Vina sendiri mengaku masih suka pria. Gaya lelaki yang dijalaninya sekarang tidak mengubah orientasi seksualnya samasekali. Apalagi, Vina sudah punya seorang anak yang sekarang tinggal di rumah orangtuanya di Malang. “Umur anak saya 3 tahun. Saya nikah tahun 2002, tapi hanya bertahan dua tahun, cerai,” tuturnya.
TKW yang bekerja di kawasan Kowloon ini baru mengubah penampilannya sejak enam bulan terakhir, ketika semakin banyak TKW Indonesia di Hong Kong menjadi “laki-laki”. Ia tak khawatir dicap jelek karena tren bergaya pria itu saat ini sudah mewabah dan akhirnya menjadi hal biasa. “Tapi saya masih normal. Belum punya pacar dan belum ikut jadi lesbi. Mudah-mudahan tidak deh,” katanya. Lagi pula, sambung Vina, banyak yang jauh lebih “laki-laki” dari dirinya. “Sampai dadanya aja rata, nggak tau gimana. Laki banget deh pokoknya.”

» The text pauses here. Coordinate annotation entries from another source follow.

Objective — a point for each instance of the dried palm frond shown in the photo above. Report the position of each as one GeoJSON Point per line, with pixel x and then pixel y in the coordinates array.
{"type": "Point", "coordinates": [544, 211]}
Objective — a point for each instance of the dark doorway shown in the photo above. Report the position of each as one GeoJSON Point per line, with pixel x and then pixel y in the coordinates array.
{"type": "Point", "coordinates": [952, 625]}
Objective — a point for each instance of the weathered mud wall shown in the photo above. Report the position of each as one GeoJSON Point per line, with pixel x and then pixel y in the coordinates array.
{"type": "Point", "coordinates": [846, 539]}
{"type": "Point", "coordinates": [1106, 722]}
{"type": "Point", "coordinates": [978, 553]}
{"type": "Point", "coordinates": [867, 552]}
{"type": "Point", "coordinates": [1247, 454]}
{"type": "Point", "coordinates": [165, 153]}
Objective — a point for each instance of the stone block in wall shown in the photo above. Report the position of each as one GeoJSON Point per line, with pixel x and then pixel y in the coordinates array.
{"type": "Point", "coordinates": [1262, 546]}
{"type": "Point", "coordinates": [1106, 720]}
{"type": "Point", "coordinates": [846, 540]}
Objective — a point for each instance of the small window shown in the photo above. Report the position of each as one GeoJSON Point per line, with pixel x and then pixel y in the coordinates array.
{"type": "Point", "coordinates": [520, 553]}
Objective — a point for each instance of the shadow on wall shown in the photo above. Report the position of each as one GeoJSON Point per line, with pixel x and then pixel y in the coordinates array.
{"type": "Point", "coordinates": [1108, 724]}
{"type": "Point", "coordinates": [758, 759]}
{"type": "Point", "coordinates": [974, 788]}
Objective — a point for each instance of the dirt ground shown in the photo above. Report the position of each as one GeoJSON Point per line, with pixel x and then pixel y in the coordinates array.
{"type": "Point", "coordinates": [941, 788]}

Ayu, 24 tahun, punya kisah lain. Meski masih berpenampilan wanita tulen, TKW asal Cilacap ini dipacari seorang “cowok jadi-jadian”. Ya, begitulah Ayu menyebut Frans, pacarnya, yang ternyata seorang wanita bernama asli Kristina. “Asyik aja, nggak ada yang asli, yang palsu pun jadilah hahaha,” jawab Ayu, saat ditanya soal hubungan anehnya itu.
Bermula dari curhat-curhatan, saling ketemu saat libur akhir pekan, jalan berdua ke mana-mana, mereka akhirnya jatuh cinta. Benar-benar jatuh cinta. “Mau gimana lagi, memang begini jalannya,” kata Frans alias Kristina, wanita asal Magelang yang mengaku baru berperan sebagai laki-laki setelah setahun lalu “jadian” dengan Ayu.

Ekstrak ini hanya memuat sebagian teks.